That sounds like marketting-speak, and doesn't belong in a spec.

: The SR autodiscovery process

The autodiscovery process given (relying on a fixed URI) is a very poor
design. Many sites on the net are limited to subdirectories. Furthermore,
administrators are very easily annoyed by repeated 404s appearing in their
logs (witness the fuss behind the favicon.ico or P3P systems).

: case-insensitive longest matching subsequence

This is, IMHO, a poor design. URIs are explicitly case sensitive, and two
URIs that differ only by a trailing slash, e.g.

   http://www.example.com/foo

...and

   http://www.example.com/foo/

...are NOT the same resource.

: writing special-case XML parsers from scratch

That is to be discouraged. XML parsers are complicated things, and
reducing the total number of them in the world is a good thing.

Any XML resource should be able to use <![CDATA[ ]]> blocks or whatever,
without having to worry about running into limitations of custom parsers.

: If the returned SmartPort URL has a querystring part, it should be left
: untouched and no res= and from= parameters should be added.

I disagree that "SmartPort URL"s are the way to go here, but if they are,
then I think this part of the spec contradicts the part of the spec that
wants this to work well with static backends.
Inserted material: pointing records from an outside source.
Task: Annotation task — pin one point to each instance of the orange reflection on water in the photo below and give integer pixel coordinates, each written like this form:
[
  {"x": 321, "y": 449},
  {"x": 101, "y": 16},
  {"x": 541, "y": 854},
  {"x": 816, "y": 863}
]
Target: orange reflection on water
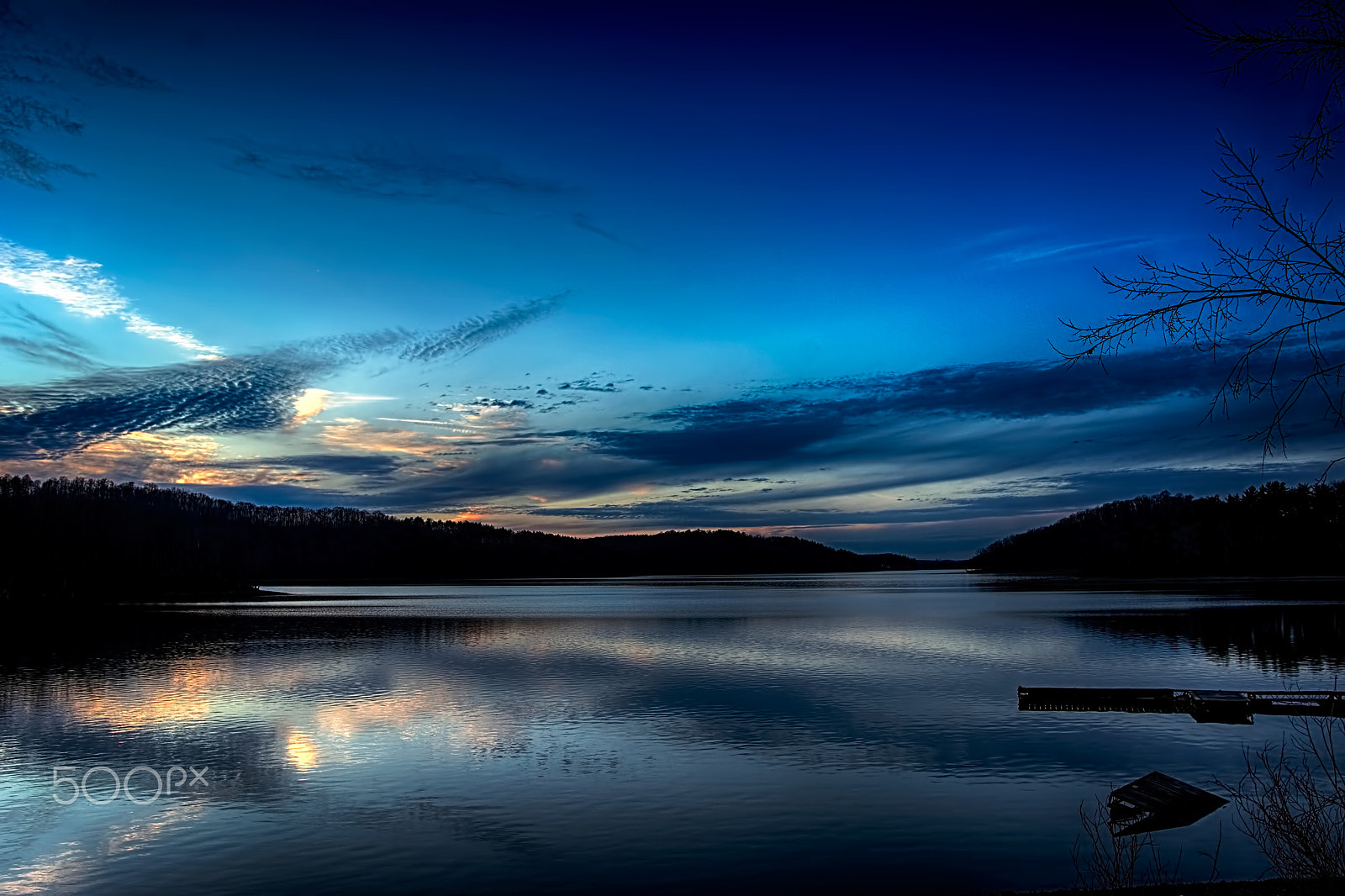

: No single SmartPort document shall be longer than 32k in size. If it is,
: it should be truncated accordingly.

That appears to be an aribitray limitation. Also, truncating an XML file
makes it illformed, and XML processors MUST refuse to handle illformed XML
files.

: Spam protection

In my opinion, it is in the interest of the market to leave spam
protection at the informative (non-normative) level, and let different
implementations develop their own systems. If you explicitly state what
protections are to be used, then spammers will know exactly what to avoid
doing.

Also, blacklists and whitelists are a maintenance nightmare.
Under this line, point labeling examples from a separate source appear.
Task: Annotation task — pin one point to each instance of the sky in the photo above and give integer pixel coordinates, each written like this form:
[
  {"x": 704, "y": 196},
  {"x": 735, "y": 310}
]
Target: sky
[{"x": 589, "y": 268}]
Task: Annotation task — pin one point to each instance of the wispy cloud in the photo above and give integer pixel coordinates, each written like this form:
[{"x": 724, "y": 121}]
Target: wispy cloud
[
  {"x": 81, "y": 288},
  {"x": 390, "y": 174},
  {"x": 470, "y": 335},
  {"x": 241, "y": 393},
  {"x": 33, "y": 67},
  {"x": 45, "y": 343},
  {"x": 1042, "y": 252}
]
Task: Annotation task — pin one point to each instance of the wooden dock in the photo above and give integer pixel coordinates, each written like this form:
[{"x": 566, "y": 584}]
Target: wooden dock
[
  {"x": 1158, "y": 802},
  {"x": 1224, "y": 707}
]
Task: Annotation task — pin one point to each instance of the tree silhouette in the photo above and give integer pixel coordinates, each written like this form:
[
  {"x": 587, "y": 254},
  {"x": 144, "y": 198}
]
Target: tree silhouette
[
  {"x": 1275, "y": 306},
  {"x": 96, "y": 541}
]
: XML format of SmartPort files

This really shouldn't be an appendix.

: <owner> ... <description> ... <title-long> ... <icon>

Specifications should pick one area, and only try to address that one
area. In this case, metadata should not be addressed by a referrer
authentication system. Leave metadata to the RDF or Dublin Core guys,
don't try to mix it in with your own spec. (Trackback made this mistake.)

: You have a right to develop software based on this document provided
: that such software will be distribuited as freeware under the GNU
: General Public Licence.

The whole point of specifications is that they should be freely
implementable by anyone. Why limit it to a tiny subset of the population?

: In order to implement the SmartReferer 'receiver role' protocol
: (i.e. the autodiscovery mechanism) in a commercial software or in a
: paid-for environment, you will have to hold a signed licence for doing
: so.

I am not a lawyer, but unless you own a patent on this stuff, I think this
is not an restriction you can levy.

Generally, I'm not convinced this is the way to go. As I understand it,
the problem is this:

   Given a requested URI and a referer for that URI, determine the
   canonical URI for the referring resource for the purposes of a link
   back to the referring resource from the requested resource.

In this respect, it appears to be very similar to pingback, where pingback
is a way for the referring resource to specifically annouce the existence
of a link on the referring resource to the requested resource.

As I see it there are three types of referring resources:

   1. Those that are dynamically generated.

   2. Those that are static pages but automatically generated, typically
      resulting in having multiple pages that contain a particular link,
      but only one canonical URI for that link.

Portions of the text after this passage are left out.